Supreme Court of Kentucky Will Review Case Holding Taxpayers May Seek Tangible Personal Property Tax Refunds Even Though the Assessments Were Not Protested
In Department of Revenue v. Cox Interior, Inc., No. 2009-CA-001691 (Ky. App. Nov. 5, 2010), Discretionary Review granted, No. 2010-SC-794-D (Ky. Nov. 16, 2011), the Supreme Court of Kentucky (“Court”) issued an Order granting discretionary review of the Kentucky Courts of Appeals’ Opinion, which affirmed both the Franklin Circuit Court and Kentucky Board of Tax Appeals’ decisions holding that a taxpayer’s ability to seek a refund of ad valorem taxes is not conditioned upon first filing a protest of a tax assessment.
In 2005, the Department conducted a tangible personal property tax audit of Cox Interior for the tax years 2001 through 2004 and issued a Notice of Assessment. Cox Interior paid the assessed tax and interest in March 2006 and then filed refund claims in July 2007 in the amount of $44,717.00 representing a portion of the tax and interest paid in March 2006. The Department denied Cox Interior’s refund claims on August 17, 2007. Cox Interior submitted a Protest on August 28, 2007, which was within the forty-five (45) day statutory period for filing a Protest.
KRS 134.590(2) provides for a two (2) year statute of limitations for a taxpayer to file a refund claim for tangible personal property taxes paid and KRS 131.110 provides a taxpayer forty-five (45) days to file a protest of the Department’s denial of refund claims. KRS 134.590 also provides that no ad valorem taxes will be refunded unless the taxpayer has properly exhausted its administrative remedies.
At issue was whether Cox Interior forfeited its ability to file a refund claim under KRS 134.590 by paying the tax first. The Department asserted that Cox Interior effectively waived the right to a refund by failing to protest the assessment at the time it paid the tax.
The Court of Appeals, affirming the Franklin Circuit Court and Kentucky Board of Tax Appeals’ Opinions, held that Cox Interior’s failure to protest the original assessments made at the conclusion of the audit did not preclude it from filing a refund claim if it later on discovered that it had overpaid its property taxes. The Court further stated, “Requiring a taxpayer to protest taxes prior to payment as a mandatory condition in order to later request a refund creates unnecessary and inefficient procedural obstacles for the taxpayer.”

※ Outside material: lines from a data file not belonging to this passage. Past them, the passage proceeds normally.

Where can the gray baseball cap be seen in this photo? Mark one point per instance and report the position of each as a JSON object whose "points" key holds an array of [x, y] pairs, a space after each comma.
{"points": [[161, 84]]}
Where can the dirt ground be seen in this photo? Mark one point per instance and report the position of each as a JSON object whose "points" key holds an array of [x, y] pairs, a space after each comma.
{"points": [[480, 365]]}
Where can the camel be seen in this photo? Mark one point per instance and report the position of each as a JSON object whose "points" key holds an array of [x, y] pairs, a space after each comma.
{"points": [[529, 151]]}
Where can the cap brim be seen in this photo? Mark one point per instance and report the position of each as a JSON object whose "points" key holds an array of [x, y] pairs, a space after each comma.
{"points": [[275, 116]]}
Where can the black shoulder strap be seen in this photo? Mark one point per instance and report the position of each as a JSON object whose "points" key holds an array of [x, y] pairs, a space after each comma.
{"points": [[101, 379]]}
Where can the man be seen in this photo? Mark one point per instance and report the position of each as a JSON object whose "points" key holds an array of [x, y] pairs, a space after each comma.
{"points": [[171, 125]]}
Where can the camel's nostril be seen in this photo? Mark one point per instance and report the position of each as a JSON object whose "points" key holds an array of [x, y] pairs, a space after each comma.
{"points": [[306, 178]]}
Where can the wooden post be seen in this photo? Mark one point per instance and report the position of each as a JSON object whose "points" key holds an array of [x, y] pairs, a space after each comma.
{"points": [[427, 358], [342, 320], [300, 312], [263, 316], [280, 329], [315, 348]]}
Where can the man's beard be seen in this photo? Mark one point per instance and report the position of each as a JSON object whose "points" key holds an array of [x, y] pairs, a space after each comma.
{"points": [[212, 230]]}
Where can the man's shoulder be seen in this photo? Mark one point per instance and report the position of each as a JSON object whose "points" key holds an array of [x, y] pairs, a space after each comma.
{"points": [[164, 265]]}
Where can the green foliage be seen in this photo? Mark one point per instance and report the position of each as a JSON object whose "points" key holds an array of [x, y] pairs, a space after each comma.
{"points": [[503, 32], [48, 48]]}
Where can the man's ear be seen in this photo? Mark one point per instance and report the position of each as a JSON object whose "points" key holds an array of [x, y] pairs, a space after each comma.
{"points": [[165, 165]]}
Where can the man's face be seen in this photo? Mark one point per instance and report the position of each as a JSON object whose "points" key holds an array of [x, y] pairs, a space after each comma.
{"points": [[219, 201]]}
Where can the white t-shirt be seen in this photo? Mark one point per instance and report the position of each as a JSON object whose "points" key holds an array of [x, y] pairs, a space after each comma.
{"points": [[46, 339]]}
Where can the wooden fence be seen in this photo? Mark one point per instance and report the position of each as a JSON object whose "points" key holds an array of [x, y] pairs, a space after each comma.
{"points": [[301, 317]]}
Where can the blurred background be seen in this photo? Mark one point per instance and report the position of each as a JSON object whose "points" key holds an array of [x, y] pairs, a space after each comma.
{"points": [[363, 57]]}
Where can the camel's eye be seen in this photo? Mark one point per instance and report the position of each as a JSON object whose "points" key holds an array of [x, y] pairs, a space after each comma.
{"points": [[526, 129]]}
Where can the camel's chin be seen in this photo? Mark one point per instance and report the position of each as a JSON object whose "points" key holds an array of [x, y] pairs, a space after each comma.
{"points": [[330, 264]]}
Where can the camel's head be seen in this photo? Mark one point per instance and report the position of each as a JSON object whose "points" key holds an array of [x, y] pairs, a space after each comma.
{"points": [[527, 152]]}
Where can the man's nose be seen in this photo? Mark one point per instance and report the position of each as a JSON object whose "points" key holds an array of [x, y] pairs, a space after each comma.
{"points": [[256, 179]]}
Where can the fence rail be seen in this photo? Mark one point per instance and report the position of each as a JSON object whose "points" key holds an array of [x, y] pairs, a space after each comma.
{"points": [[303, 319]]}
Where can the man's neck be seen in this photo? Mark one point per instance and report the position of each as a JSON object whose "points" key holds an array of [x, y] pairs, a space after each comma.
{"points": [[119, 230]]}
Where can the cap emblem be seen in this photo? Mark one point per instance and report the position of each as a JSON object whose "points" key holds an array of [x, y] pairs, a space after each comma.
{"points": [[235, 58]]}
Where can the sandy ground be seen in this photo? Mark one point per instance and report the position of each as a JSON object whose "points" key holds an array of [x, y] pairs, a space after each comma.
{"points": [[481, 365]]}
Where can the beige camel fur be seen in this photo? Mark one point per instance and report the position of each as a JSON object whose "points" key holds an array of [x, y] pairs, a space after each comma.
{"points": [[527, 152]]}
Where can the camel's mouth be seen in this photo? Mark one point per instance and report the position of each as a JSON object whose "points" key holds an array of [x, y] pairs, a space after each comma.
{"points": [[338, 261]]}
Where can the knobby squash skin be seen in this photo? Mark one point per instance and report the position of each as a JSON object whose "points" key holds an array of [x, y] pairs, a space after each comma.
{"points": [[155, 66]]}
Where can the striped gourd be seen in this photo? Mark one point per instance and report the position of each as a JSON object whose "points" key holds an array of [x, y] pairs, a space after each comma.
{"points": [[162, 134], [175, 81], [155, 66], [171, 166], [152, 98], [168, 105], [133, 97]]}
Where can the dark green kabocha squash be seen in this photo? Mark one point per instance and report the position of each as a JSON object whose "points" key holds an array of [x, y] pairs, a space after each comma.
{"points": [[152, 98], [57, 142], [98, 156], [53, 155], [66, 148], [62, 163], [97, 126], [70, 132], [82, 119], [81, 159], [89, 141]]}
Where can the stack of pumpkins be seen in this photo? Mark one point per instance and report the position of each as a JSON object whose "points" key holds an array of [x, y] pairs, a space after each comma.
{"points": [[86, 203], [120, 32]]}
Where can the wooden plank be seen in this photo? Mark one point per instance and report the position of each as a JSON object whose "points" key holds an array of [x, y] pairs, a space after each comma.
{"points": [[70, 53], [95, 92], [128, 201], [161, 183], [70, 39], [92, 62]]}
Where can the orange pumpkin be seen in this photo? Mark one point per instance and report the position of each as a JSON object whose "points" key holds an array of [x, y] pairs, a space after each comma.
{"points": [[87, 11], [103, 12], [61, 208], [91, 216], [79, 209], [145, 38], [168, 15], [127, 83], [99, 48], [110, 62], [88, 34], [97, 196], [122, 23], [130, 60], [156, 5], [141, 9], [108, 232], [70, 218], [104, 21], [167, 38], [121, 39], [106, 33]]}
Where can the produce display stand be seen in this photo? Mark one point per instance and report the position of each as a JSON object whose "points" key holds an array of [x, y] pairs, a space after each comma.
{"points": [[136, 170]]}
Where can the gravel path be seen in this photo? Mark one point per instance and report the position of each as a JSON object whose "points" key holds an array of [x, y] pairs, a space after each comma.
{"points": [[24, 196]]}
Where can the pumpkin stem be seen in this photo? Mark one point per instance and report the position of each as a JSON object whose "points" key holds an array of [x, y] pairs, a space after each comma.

The Franklin Circuit Court’s Opinion cited to Cabinet v. Castleton, Inc., 826 S.W.2d 334 (Ky. App. 1992), a sales and use tax case which held that, “the remedy for filing a claim for a refund of taxes…is not conditioned upon satisfaction of the procedural requirements provided in 131.110 for filing a protest of tax assessment.” The Franklin Circuit Court stated that the Department’s position would have required the exhaustion of two administrative remedies rather than one and would prevent taxpayers from pursuing valid refund claims if no protest was made to the initial tax assessment within forty-five (45) days.
The Department filed a Motion for Discretionary Review with the Supreme Court of Kentucky on December 6, 2010. The Court issued an Order granting same on November 16, 2011.